West writes from a direct, compassionate and fair-minded Christian point of view. In the introduction, he makes a vital point for Americans: "To establish a new framework, we need to begin with a frank acknowledgment of the basic humanness and Americanness of each of us. And we must acknowledge that as a people -- E Pluribus Unum* -- we are on a slippery slope toward economic strife, social turmoil, and cultural chaos" (p. 8).

At the end of the last chapter, West suggests a jazz metaphor for survival, recognizing the culturally hybrid nature of the USA:

To be a jazz freedom fighter is to attempt to galvanize and energize world-weary people into forms of organization with accountable leadership that promote critical exchange and broad reflection.

The interplay of individuality and unity is not one of uniformity and unanimity imposed from above but rather a conflict among diverse groupings that reach a dynamic consensus subject to questioning and criticism.

As with a soloist in a jazz quartet, quintet or band, individuality is promoted in order to sustain and increase the creative tension with the group -- a tension that yields higher levels of performance to achieve the aim of the collective spirit. (pp. 150-151).

It makes sense that Cornel West supports Barack Obama's presidential candidacy, as now do I.

(The Tavis Smiley Show). *"Out of many, one."

Finally, three cheers to the Pistons quintet and the Red Wings sextet!

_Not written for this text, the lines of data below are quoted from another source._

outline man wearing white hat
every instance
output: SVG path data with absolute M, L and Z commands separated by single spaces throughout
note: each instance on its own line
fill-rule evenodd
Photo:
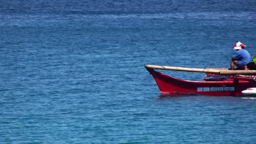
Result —
M 231 58 L 230 62 L 230 69 L 234 70 L 235 65 L 237 70 L 244 70 L 245 65 L 247 64 L 251 59 L 249 52 L 245 49 L 246 46 L 238 41 L 234 46 L 233 49 L 236 50 L 236 53 Z

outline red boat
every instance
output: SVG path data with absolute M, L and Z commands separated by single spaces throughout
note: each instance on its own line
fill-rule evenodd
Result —
M 241 96 L 242 91 L 256 87 L 255 70 L 195 69 L 153 65 L 146 65 L 145 68 L 153 76 L 162 95 L 196 94 Z M 208 78 L 201 81 L 183 80 L 159 73 L 155 69 L 205 73 Z M 222 79 L 212 79 L 209 77 Z

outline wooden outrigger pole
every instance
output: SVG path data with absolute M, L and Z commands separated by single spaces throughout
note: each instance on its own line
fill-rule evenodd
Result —
M 198 72 L 198 73 L 217 73 L 219 75 L 256 75 L 256 70 L 227 70 L 223 69 L 214 69 L 214 68 L 190 68 L 177 67 L 170 67 L 170 66 L 160 66 L 155 65 L 145 65 L 146 68 L 151 68 L 156 69 L 162 70 L 171 70 L 176 71 L 190 71 L 190 72 Z

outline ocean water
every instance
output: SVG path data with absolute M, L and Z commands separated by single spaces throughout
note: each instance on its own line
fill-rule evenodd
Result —
M 1 1 L 0 143 L 254 143 L 255 98 L 161 98 L 144 68 L 256 52 L 255 2 L 188 1 Z

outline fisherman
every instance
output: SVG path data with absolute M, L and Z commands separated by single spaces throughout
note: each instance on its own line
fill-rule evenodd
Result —
M 252 61 L 245 66 L 245 70 L 256 70 L 256 53 Z
M 231 58 L 230 62 L 231 70 L 245 70 L 245 66 L 247 64 L 251 59 L 251 56 L 249 52 L 245 49 L 246 46 L 242 44 L 240 41 L 238 41 L 234 46 L 233 49 L 236 50 Z M 236 69 L 235 69 L 235 65 Z

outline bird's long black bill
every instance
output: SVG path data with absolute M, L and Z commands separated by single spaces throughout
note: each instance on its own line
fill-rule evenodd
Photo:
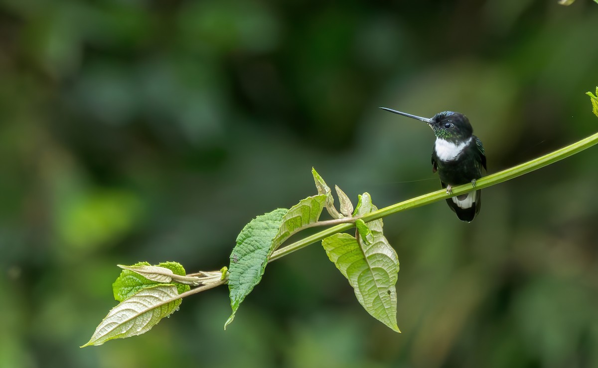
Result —
M 395 114 L 398 114 L 399 115 L 402 115 L 403 116 L 406 116 L 407 117 L 411 117 L 414 119 L 417 119 L 418 120 L 422 120 L 422 121 L 425 121 L 428 124 L 432 124 L 432 119 L 428 118 L 427 117 L 422 117 L 421 116 L 417 116 L 416 115 L 411 115 L 411 114 L 407 114 L 407 112 L 402 112 L 401 111 L 397 111 L 396 110 L 393 110 L 392 109 L 389 109 L 387 107 L 381 107 L 380 108 L 383 110 L 386 110 L 387 111 L 390 111 L 390 112 L 394 112 Z

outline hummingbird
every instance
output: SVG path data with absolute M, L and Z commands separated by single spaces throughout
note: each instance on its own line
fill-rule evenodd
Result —
M 469 120 L 460 112 L 443 111 L 431 118 L 422 117 L 393 110 L 383 110 L 417 119 L 427 123 L 434 132 L 436 141 L 432 150 L 432 172 L 438 172 L 440 184 L 447 194 L 453 194 L 453 186 L 471 183 L 482 177 L 486 169 L 486 153 L 480 138 L 474 135 Z M 482 204 L 481 189 L 446 200 L 459 219 L 471 223 L 480 212 Z

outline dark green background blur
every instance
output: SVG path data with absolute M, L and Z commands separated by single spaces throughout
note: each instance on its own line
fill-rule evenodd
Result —
M 225 287 L 80 349 L 118 263 L 228 263 L 310 171 L 382 207 L 440 188 L 423 116 L 466 114 L 490 172 L 598 130 L 598 4 L 0 1 L 0 367 L 598 366 L 598 149 L 385 219 L 396 334 L 314 244 L 226 331 Z

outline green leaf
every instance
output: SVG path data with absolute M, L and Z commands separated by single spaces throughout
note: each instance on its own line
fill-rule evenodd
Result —
M 106 316 L 87 343 L 101 345 L 108 340 L 130 337 L 145 333 L 181 305 L 179 293 L 173 285 L 145 288 L 121 302 Z
M 313 175 L 313 181 L 316 183 L 318 194 L 326 195 L 326 209 L 328 211 L 330 217 L 332 218 L 342 217 L 343 215 L 334 207 L 334 197 L 332 197 L 332 192 L 330 187 L 326 185 L 326 182 L 313 168 L 312 168 L 312 175 Z
M 358 215 L 376 211 L 368 193 L 359 198 Z M 401 332 L 396 325 L 396 284 L 399 259 L 382 233 L 382 221 L 358 220 L 358 238 L 338 233 L 322 241 L 328 258 L 349 280 L 358 301 L 380 322 Z M 366 238 L 364 240 L 362 237 Z
M 344 194 L 344 191 L 340 190 L 338 185 L 334 185 L 334 188 L 336 189 L 337 194 L 338 196 L 338 202 L 340 202 L 341 213 L 345 216 L 350 216 L 351 214 L 353 213 L 353 203 L 351 203 L 351 200 L 349 199 L 347 194 Z
M 272 241 L 270 253 L 276 250 L 280 244 L 293 234 L 305 229 L 306 226 L 318 221 L 322 210 L 326 206 L 327 200 L 325 194 L 318 194 L 302 199 L 291 207 L 282 217 L 282 223 Z
M 598 0 L 594 0 L 598 2 Z M 586 92 L 586 95 L 590 96 L 590 99 L 592 102 L 592 112 L 598 117 L 598 87 L 596 87 L 596 95 L 594 96 L 591 92 Z
M 241 230 L 230 256 L 228 291 L 233 313 L 225 329 L 234 319 L 241 302 L 260 283 L 270 255 L 293 234 L 318 221 L 326 198 L 325 194 L 308 197 L 290 209 L 258 216 Z
M 147 262 L 139 262 L 124 267 L 135 269 L 143 266 L 151 267 L 151 266 Z M 180 263 L 176 262 L 163 262 L 158 263 L 157 266 L 172 270 L 173 275 L 185 275 L 185 269 Z M 115 299 L 118 302 L 123 302 L 131 296 L 139 293 L 142 289 L 152 287 L 158 284 L 165 284 L 176 286 L 179 294 L 191 290 L 191 288 L 188 285 L 172 282 L 160 282 L 159 281 L 152 281 L 140 275 L 138 272 L 131 270 L 131 269 L 123 269 L 120 273 L 120 275 L 114 281 L 114 283 L 112 284 L 112 293 L 114 294 Z
M 148 280 L 155 282 L 169 284 L 175 282 L 197 286 L 201 285 L 203 281 L 196 276 L 177 275 L 172 270 L 159 266 L 123 266 L 122 264 L 117 264 L 117 266 L 123 269 L 139 273 Z M 205 276 L 207 276 L 207 274 Z
M 224 329 L 234 319 L 239 305 L 261 280 L 272 241 L 288 210 L 279 208 L 258 216 L 245 225 L 237 237 L 237 245 L 230 255 L 228 293 L 233 313 Z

Go Detroit! RIP Sidney Pollack.

Today's Rune: Growth.


lulu said...

I just read Democracy Matters a few weeks ago. He's good.

Charles Gramlich said...

I've been a fan of Obama's for a while. He seems to have a lot of class in how he deals with the racial issues.

the walking man said...

Race matters in the D than any place I have ever been Erik. I would think that it is pretty much the same for you.

I really don't care which of the more liberal candidates gets the nod, as long as they move into 1600 PA ave. Neither of the candidates can or would really support any agenda that I support; but no more of this bullshit, republicanism federalist fuck common people while asleep philosophy.

Actually I have never heard of or read Mr. Wests books. But then I stopped reading most others point of view a million years ago to work on my own understanding of the bullshit. I may be crazy with caffeine and nicotine (still) but it is my own thought.

Although I must say he has a good insight in reading the jazz metaphor eh? Standing up is a problem for most folks though. Personally I think them with, not the most money but the greatest wealth are the one who have to stand. I ain't bankrupt yet...ergo I must stand in the way I can.


t said...

I'm really feeling your excerpts and description of this book. I may check out Cornel West's writings someday.
I went to a black school for undergrad, and back then I had a somewhat negative attitude to the "Cornel West's" - you know, the edu-ma-cated black people with all the big words.
But I was likely wrong. Who's the other one? Henry Louis Gates, Jr.
Wow, do I get these prejudices out of nowhere? I still have an anti-Harvard one. anti-Princeton. likely wrong, wrong.